With her support, Republicans believe they have at least 51 votes to close the trial down and move to a final vote acquitting the president.
Ms. Murkowski’s statement was the latest to fault House Democrats for bungling the case, rushing to meet a Christmas deadline for impeaching the president without fully pursuing all of the witnesses they now want the Senate to hear from.
Democrats said the lack of new witnesses in the Senate — the first time that will ever have happened — taints the trial, and puts an asterisk next to an eventual acquittal.
One Republican, Sen. Susan Collins of Maine, said she is backing witnesses.
But other senators thought to be swing votes have said they won’t.
Sen. Lamar Alexander, Tennessee Republican, said late Thursday that he does not agree with Mr. Trump that his call asking Ukraine to provide dirt on former Vice President Joseph R. Biden was “perfect.”
But Mr. Alexander said with an election looming, it’s up to voters to make a judgment on the president.
Sen. Ben Sasse, Nebraska Republican, said several other senators agreed with Mr. Alexander’s sense that the president’s behavior was inappropriate.
“He speaks for lots and lots of us,” Mr. Sasse said.
On Friday Sen. Rob Portman, Ohio Republican, also said he opposes calling witnesses, saying it’s time Congress gets beyond impeachment and returns to legislative business.

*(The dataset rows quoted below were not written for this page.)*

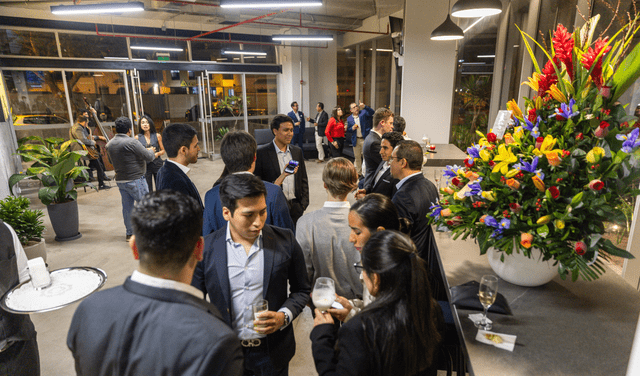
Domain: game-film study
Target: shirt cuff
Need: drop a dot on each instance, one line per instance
(286, 312)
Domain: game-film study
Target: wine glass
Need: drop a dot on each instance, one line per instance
(324, 293)
(487, 294)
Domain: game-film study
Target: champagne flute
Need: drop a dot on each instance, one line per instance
(324, 293)
(487, 294)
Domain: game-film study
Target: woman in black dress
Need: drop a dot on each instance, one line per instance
(394, 335)
(148, 137)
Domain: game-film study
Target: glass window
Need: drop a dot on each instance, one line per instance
(92, 46)
(28, 43)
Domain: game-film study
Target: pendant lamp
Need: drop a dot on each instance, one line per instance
(476, 8)
(448, 30)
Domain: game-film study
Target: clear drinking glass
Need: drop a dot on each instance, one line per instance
(324, 293)
(487, 294)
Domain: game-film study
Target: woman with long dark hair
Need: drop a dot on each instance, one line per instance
(397, 334)
(335, 132)
(148, 137)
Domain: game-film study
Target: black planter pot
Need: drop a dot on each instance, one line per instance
(64, 219)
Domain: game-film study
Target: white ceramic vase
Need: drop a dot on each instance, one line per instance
(521, 270)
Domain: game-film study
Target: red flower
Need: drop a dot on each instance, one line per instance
(591, 59)
(581, 248)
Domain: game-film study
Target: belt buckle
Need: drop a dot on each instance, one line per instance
(254, 342)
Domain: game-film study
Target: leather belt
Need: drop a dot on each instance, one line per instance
(255, 342)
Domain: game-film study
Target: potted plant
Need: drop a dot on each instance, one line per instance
(27, 223)
(55, 166)
(562, 168)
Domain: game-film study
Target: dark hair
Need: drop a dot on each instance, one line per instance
(377, 210)
(380, 115)
(334, 113)
(412, 152)
(399, 124)
(403, 318)
(123, 124)
(152, 127)
(340, 176)
(176, 136)
(167, 225)
(279, 119)
(235, 187)
(393, 138)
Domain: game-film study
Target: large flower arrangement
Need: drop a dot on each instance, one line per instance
(562, 168)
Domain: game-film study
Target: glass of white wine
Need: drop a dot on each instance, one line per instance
(487, 294)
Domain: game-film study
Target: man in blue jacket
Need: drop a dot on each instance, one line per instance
(359, 124)
(298, 126)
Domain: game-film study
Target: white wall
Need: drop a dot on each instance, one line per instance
(428, 73)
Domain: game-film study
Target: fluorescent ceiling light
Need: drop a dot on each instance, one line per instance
(303, 37)
(243, 52)
(151, 48)
(269, 3)
(98, 8)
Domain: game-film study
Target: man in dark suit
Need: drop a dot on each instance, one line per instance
(238, 152)
(415, 193)
(320, 122)
(381, 181)
(156, 323)
(298, 125)
(181, 144)
(383, 123)
(272, 159)
(247, 261)
(359, 123)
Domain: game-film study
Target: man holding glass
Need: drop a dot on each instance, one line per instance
(246, 262)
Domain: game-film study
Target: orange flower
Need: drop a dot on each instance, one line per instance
(526, 239)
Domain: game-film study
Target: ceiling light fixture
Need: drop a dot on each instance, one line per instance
(98, 8)
(269, 3)
(151, 48)
(476, 8)
(312, 37)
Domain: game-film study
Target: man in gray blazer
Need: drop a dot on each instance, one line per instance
(156, 323)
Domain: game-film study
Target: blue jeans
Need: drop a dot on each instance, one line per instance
(131, 193)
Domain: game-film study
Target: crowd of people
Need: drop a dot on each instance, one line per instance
(251, 240)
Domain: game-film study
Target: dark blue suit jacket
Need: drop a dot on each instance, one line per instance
(283, 262)
(135, 329)
(277, 209)
(171, 177)
(366, 119)
(296, 129)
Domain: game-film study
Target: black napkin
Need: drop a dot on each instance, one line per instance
(466, 296)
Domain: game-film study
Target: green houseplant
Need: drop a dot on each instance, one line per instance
(55, 166)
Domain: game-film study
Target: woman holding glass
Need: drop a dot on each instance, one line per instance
(394, 335)
(148, 137)
(335, 132)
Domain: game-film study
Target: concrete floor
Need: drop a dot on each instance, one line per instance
(103, 245)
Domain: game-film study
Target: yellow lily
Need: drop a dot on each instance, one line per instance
(503, 159)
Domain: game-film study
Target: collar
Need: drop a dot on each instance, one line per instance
(337, 204)
(183, 168)
(147, 280)
(401, 182)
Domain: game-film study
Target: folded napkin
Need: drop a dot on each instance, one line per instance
(466, 296)
(499, 340)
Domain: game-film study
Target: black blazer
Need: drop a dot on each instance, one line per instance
(135, 329)
(323, 120)
(371, 152)
(268, 169)
(283, 262)
(171, 177)
(386, 185)
(413, 200)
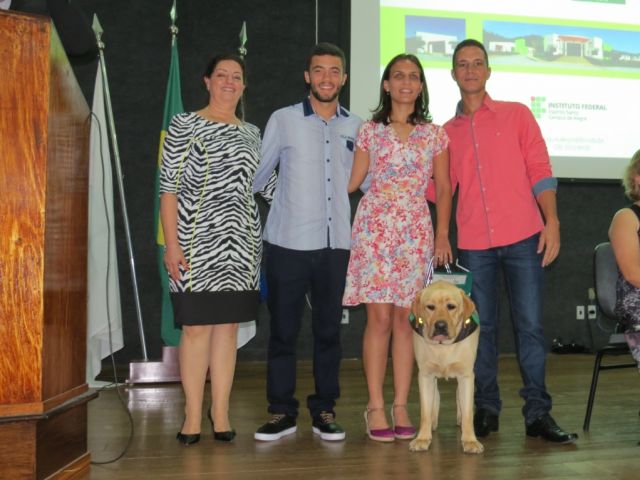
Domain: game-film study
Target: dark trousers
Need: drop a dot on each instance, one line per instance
(523, 274)
(290, 275)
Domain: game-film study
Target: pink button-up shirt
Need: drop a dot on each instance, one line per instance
(499, 160)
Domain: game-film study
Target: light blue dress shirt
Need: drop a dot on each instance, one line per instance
(310, 209)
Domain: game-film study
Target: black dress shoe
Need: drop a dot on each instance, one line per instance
(224, 436)
(485, 422)
(188, 438)
(547, 428)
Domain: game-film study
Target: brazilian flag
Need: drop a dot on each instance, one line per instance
(172, 106)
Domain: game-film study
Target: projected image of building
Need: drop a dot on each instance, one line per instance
(573, 46)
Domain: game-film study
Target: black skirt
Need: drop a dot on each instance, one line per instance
(213, 308)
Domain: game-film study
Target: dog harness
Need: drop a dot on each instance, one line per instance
(470, 326)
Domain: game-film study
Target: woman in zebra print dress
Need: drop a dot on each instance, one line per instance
(213, 240)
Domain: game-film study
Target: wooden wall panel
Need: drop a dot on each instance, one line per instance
(23, 143)
(65, 268)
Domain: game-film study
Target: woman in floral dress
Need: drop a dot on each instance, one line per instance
(392, 239)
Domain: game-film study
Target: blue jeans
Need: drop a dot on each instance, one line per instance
(290, 275)
(523, 275)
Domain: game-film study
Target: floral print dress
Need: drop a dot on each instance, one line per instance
(392, 236)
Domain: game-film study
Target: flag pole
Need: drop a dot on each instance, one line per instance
(97, 28)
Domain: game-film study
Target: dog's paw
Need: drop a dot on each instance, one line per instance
(420, 444)
(473, 446)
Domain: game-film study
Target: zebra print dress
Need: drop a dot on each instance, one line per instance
(210, 167)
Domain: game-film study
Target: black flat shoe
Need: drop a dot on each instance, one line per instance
(188, 438)
(547, 428)
(224, 436)
(485, 422)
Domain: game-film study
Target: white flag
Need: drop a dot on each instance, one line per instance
(102, 265)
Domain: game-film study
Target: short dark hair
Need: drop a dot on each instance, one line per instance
(211, 66)
(420, 112)
(469, 42)
(325, 48)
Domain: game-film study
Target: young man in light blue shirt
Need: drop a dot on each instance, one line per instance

“The House did not even bother to subpoena and resolve privilege claims of key witnesses they now want the Senate to subpoena for them,” he said in a statement. “I believe it sets a dangerous precedent — all but guaranteeing a proliferation of highly partisan, poorly investigated impeachments in the future — if we allow the House of Representatives to force the Senate to compel witness testimony that they never secured for themselves.”